The filing comes as Reliance, hurt by cuts in credit ratings and worse-than-expected losses in its insurance business, faces an Aug. 30 deadline to pay $735.1 million in debt. It said this month it may not make the payment and could seek bankruptcy protection.

"We intend to cooperate with insurance regulators in Pennsylvania and elsewhere as we work with our creditors to develop a financial restructuring plan," said Reliance Chief Executive George Baker in a statement.

Reliance, which served as the base for Steinberg's unsuccessful bids for Walt Disney Co. and Chemical Bank in headier times for the former corporate raider, said it will seek approval for dividend payments in August and November.

Reliance shares fell 14% to close at 19 cents on the New York Stock Exchange.

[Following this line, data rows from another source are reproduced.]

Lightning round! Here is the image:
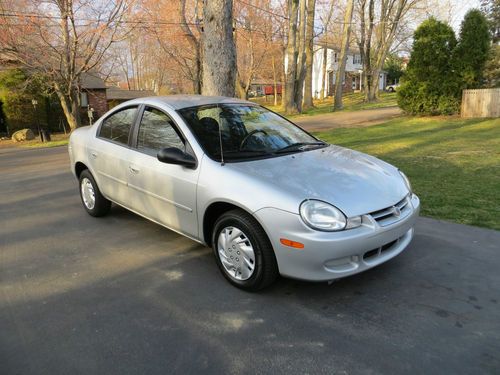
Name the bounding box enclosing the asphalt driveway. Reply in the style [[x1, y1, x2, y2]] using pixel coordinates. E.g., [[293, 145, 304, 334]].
[[292, 107, 403, 131], [0, 147, 500, 375]]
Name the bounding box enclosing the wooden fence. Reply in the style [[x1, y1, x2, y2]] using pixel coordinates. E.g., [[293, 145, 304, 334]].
[[460, 88, 500, 117]]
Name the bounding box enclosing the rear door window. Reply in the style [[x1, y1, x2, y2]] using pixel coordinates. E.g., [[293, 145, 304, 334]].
[[98, 107, 137, 145], [137, 107, 185, 156]]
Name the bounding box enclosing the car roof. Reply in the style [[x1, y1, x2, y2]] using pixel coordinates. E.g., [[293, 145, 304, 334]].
[[123, 95, 254, 110]]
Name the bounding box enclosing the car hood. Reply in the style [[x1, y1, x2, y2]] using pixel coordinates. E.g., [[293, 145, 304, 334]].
[[226, 145, 408, 217]]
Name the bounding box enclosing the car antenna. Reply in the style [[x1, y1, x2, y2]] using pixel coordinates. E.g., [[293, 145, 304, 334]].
[[217, 103, 226, 167]]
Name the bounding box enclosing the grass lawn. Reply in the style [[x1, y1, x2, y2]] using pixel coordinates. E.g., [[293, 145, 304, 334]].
[[251, 92, 397, 117], [316, 117, 500, 230], [0, 133, 69, 148]]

The insurer is scheduled to meet today in Chicago with a group of regulators from several states. Analysts said the regulators could order the company not to pay dividends in an effort to safeguard the interests of policyholders, striking the first blow in what could be a protracted struggle with creditors.

"Regulators are primarily concerned with the policyholders' claims being covered," said Michael Schroeder, chief investment officer at Wasmer, Schroeder & Co. Claims by bondholders and other creditors are "totally subordinate," he said.

Reliance bondholders have hired Wasserstein Perella & Co. to advise them on a restructuring of the insurer's debt. Reliance bonds trade for about 10 cents on the dollar.

Reliance shares have lost more than 97% of their value this year as the company has sold many of its insurance units to raise capital and protect its credit ratings.

In June, A.M. Best Co. cut the company's financial strength ratings, and last month Leucadia National Corp., which had agreed in May to buy Reliance for $1.03 billion, backed out of the deal.

Last week, Reliance agreed to sell its accident and health business to a unit of Aon Corp., the world's No. 2 insurance broker, for an undisclosed sum. That sale was the latest bid by Steinberg to raise cash.

On May 26, the day he agreed to sell Reliance to Leucadia, Sotheby's auctioned the contents of Steinberg's 34-room Park Avenue apartment for about $12 million. The apartment itself went for about $35 million.